I started at Trinity in 2000 and graduated in 2008.
Tell us a little about yourself (Academic Qualifications and Achievements).
Since graduating from Trinity, I have completed a Bachelor of Science, Bachelor of Medicine/Bachelor of Surgery (BSc/MBBS) at the University of Queensland. I graduated with these degrees in 2014. I currently work as a doctor at the Royal Brisbane and Women's Hospital, am an Associate Lecturer at UQ and am completing my training in psychiatry.
Tell us something about your interests outside of work.What do you enjoying doing in your down time?
I enjoy going for a drive through the mountains outside Brisbane when I am not working.
What are some of your fondest memories of your time at Trinity?
My fondest memory of my time at Trinity is getting to go on the German Trip. Not only did I have the experience of a lifetime, I also made some lifelong friends! I have now had the opportunity to visit twice, and had my exchange partners visit me too.
What do you believe makes Trinity a great school?
Trinity provides opportunity no matter your path. Be it academic, vocational, sporting or creative pursuits, Trinity will help you along the path that best suits you.
Please briefly describe what have you been up to since graduating from Trinity - how did you start your career and how has your professional journey been so far?
After graduating from Trinity, I went straight to university and moved to Brisbane.
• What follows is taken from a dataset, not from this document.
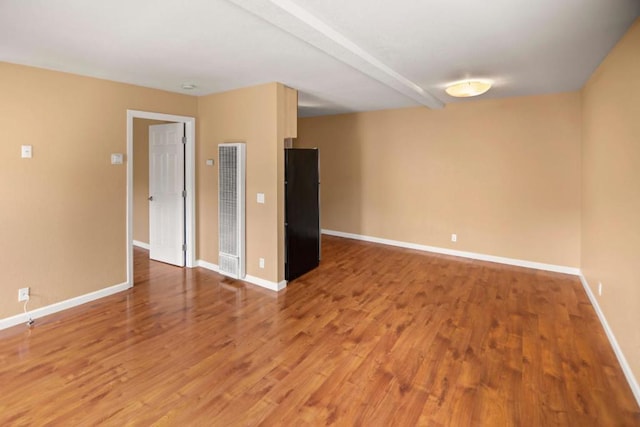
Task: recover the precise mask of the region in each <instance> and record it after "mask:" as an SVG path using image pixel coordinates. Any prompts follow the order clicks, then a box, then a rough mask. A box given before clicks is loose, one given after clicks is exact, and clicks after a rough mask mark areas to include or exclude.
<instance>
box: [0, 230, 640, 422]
mask: <svg viewBox="0 0 640 427" xmlns="http://www.w3.org/2000/svg"><path fill="white" fill-rule="evenodd" d="M147 257H148V254H147V252H146V251H142V250H136V253H135V277H136V285H135V286H134V288H133V289H131V290H129V291H126V292H122V293H120V294H117V295H113V296H110V297H107V298H104V299H101V300H98V301H95V302H93V303H90V304H87V305H85V306H82V307H77V308H74V309H71V310H67V311H66V312H63V313H58V314H56V315H52V316H49V317H46V318H42V319H38V320H37V321H36V325H35V327H34V328H32V329H30V330H29V329H27V328H26V327H25V326H22V325H21V326H17V327H14V328H10V329H7V330H4V331H0V391H1V394H0V425H1V426H14V425H15V426H22V425H25V426H26V425H29V426H31V425H33V426H38V425H64V426H81V425H113V426H122V425H140V426H148V425H181V426H241V425H242V426H244V425H285V426H301V425H312V426H313V425H341V426H342V425H344V426H413V425H423V426H556V425H558V426H640V409H639V408H638V406H637V404H636V402H635V400H634V399H633V396H632V394H631V391H630V389H629V386H628V384H627V383H626V381H625V379H624V376H623V373H622V371H621V369H620V367H619V365H618V364H617V361H616V359H615V356H614V354H613V351H612V350H611V347H610V346H609V343H608V342H607V339H606V337H605V335H604V332H603V330H602V327H601V325H600V324H599V322H598V319H597V317H596V315H595V313H594V310H593V308H592V307H591V305H590V304H589V301H588V299H587V297H586V295H585V293H584V291H583V289H582V287H581V285H580V282H579V280H578V279H577V278H575V277H571V276H566V275H562V274H555V273H548V272H541V271H535V270H529V269H525V268H518V267H507V266H501V265H497V264H491V263H485V262H478V261H470V260H464V259H458V258H454V257H447V256H438V255H430V254H426V253H421V252H416V251H411V250H405V249H399V248H392V247H386V246H381V245H376V244H371V243H364V242H357V241H353V240H347V239H340V238H336V237H327V236H324V237H323V261H322V263H321V265H320V267H319V268H318V269H317V270H315V271H313V272H311V273H309V274H307V275H305V276H303V277H302V278H300V279H298V280H296V281H294V282H292V283H290V284H289V287H288V288H287V289H286V290H285V291H283V292H281V293H277V294H276V293H274V292H270V291H266V290H262V289H260V288H257V287H255V286H253V285H249V284H245V283H243V282H239V281H233V280H230V279H224V278H223V277H222V276H220V275H218V274H215V273H213V272H210V271H206V270H204V269H199V268H197V269H191V270H189V269H180V268H175V267H171V266H168V265H165V264H161V263H156V262H150V261H149V260H148V259H147Z"/></svg>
I immersed myself in the campus culture at UQ and had some amazing experiences in leadership roles within the medical student community. Since finishing Medicine at uni, I have been based mostly at the Royal Brisbane and Women's Hospital (RBWH). I initially started my training in Emergency Medicine and have also worked in three rural communities - Mitchell, Kingaroy and Roma. I even got to work with the Flying Doctor Service, who provide specialist support to rural towns in Queensland, during my time in Roma. I developed an interest in psychiatry over the last couple of years and have begun my training as a psychiatrist. I currently work in a service that specialises in adolescent mental health.
What has been your greatest achievement thus far?
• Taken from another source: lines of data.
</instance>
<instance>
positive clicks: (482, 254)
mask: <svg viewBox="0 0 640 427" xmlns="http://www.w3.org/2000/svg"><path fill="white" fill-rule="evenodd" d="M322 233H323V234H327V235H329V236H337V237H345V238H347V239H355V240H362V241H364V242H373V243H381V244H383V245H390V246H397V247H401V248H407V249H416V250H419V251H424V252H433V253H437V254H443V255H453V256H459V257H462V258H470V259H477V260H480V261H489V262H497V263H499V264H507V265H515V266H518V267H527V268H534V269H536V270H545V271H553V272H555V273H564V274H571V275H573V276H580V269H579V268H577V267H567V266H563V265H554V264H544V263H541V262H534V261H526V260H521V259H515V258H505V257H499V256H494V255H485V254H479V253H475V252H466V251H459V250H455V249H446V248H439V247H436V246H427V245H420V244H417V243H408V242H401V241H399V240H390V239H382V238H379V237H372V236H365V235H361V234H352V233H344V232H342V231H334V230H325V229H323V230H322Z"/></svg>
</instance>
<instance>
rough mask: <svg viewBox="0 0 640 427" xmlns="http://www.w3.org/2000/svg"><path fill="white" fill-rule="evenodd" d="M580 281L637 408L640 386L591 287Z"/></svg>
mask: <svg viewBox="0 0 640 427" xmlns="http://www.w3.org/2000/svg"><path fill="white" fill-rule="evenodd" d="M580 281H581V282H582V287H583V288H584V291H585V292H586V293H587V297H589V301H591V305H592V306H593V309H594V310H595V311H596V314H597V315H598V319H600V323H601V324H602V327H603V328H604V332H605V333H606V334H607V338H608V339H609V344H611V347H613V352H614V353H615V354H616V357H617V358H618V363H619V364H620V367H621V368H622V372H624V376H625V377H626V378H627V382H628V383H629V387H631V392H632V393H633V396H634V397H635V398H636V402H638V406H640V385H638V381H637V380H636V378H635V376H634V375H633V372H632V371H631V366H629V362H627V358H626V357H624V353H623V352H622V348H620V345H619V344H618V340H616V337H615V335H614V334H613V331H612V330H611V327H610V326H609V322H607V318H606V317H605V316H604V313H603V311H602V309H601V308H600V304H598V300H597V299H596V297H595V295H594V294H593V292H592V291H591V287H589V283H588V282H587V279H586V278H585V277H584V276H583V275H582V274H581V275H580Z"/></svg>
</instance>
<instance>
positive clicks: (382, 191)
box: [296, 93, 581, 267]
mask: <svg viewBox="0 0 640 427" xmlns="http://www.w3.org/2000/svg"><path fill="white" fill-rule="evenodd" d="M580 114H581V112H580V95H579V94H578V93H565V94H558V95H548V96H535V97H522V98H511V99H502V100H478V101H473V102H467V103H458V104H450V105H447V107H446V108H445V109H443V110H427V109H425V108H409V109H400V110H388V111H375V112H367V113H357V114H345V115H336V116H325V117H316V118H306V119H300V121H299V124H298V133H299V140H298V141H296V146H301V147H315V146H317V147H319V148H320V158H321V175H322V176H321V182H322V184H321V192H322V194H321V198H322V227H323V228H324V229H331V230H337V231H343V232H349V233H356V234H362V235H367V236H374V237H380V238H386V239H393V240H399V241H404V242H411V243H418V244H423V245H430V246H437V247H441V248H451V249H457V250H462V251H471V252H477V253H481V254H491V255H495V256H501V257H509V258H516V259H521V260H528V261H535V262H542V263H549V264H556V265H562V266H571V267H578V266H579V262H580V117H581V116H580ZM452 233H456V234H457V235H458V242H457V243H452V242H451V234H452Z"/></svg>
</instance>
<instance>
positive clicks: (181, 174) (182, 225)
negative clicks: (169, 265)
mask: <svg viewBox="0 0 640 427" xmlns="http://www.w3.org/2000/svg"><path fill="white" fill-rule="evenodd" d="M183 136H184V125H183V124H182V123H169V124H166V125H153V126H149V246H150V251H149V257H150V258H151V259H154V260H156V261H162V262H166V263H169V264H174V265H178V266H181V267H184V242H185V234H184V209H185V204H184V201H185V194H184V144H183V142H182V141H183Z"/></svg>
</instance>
I am most proud of my time in the University of Queensland Medical Society. I was elected President in my final year and this gave me the opportunity to develop my skills as well as meet some pretty amazing people and get involved in advocacy. These days I get to use some of the skills I learnt when advocating for my patients.
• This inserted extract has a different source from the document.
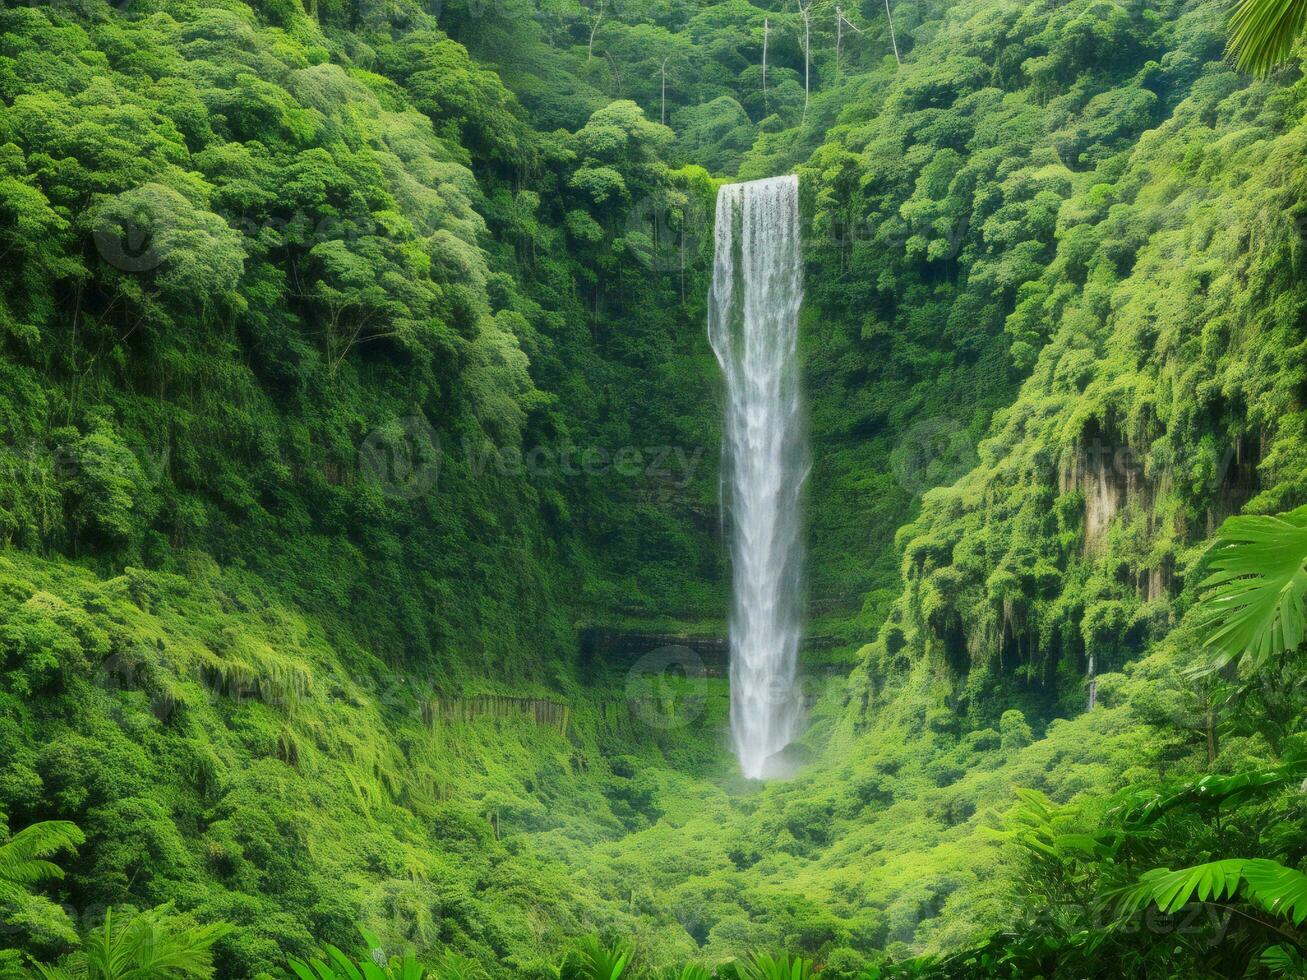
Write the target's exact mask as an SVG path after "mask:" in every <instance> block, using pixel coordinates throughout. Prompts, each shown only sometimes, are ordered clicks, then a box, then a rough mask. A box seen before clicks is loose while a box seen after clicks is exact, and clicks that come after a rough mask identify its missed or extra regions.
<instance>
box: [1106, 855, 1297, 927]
mask: <svg viewBox="0 0 1307 980" xmlns="http://www.w3.org/2000/svg"><path fill="white" fill-rule="evenodd" d="M1236 894H1243V896H1244V898H1246V899H1247V900H1249V902H1251V903H1253V904H1255V906H1259V907H1260V908H1263V909H1265V911H1266V912H1270V913H1272V915H1276V916H1280V917H1282V919H1287V920H1289V921H1291V923H1293V924H1294V926H1299V925H1302V923H1303V920H1307V874H1303V873H1302V872H1298V870H1294V869H1293V868H1285V866H1283V865H1282V864H1278V862H1276V861H1269V860H1266V858H1260V857H1255V858H1247V857H1230V858H1226V860H1223V861H1210V862H1208V864H1200V865H1195V866H1193V868H1184V869H1182V870H1179V872H1171V870H1167V869H1166V868H1158V869H1155V870H1151V872H1149V873H1148V874H1145V875H1142V877H1141V878H1140V879H1138V883H1137V885H1133V886H1131V887H1128V889H1125V890H1124V892H1121V899H1120V906H1119V912H1120V913H1121V915H1123V916H1129V915H1133V913H1134V912H1137V911H1138V909H1141V908H1144V907H1146V906H1149V904H1155V906H1157V907H1158V908H1159V909H1162V911H1163V912H1178V911H1180V909H1182V908H1184V907H1185V906H1187V904H1189V903H1191V902H1193V900H1197V902H1217V900H1219V899H1226V898H1234V896H1235V895H1236Z"/></svg>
How did your experiences at Trinity (e.g. academic studies, extra-curricular activities, pastoral care) prepare you for life after school and for your planned future career?
Being involved in student leadership positions such as House Captain roles gave me a taste for what my future would require of me. In terms of other skills, I would have to say that the debating team should get more credit than it did. Learning to be an effective speaker and communicator is a skill that is vital to my current day to day life.
Do you think Trinity produces global graduates that can compete internationally?
I certainly do, particularly the exchange and language programs which literally give one the opportunity to see the world from a more global perspective.
What are your future aspirations?
At this point I am focused on completing my training as a specialist psychiatrist. I have additional interests in addictions medicine and medical education and training that I would like to pursue. I also believe that the role of a doctor in society is shifting from a position where it was quite dictatorial, to what is now viewed more as an educator or teacher. We provide opportunities for people, working with them to get the best outcome rather than telling them what to do.
What message would you like to give to the present Trinity students as well as the Alumni?
My biggest take home message would be to seize opportunities when they are presented. I would not be where I am today if I had not said "yes" at the right time, in the right place a countless number of times. I believe it is nearly impossible to develop new skills and areas of interest if you do not take the chance to put yourself out of your comfort zone. You will probably enjoy yourself along the way too!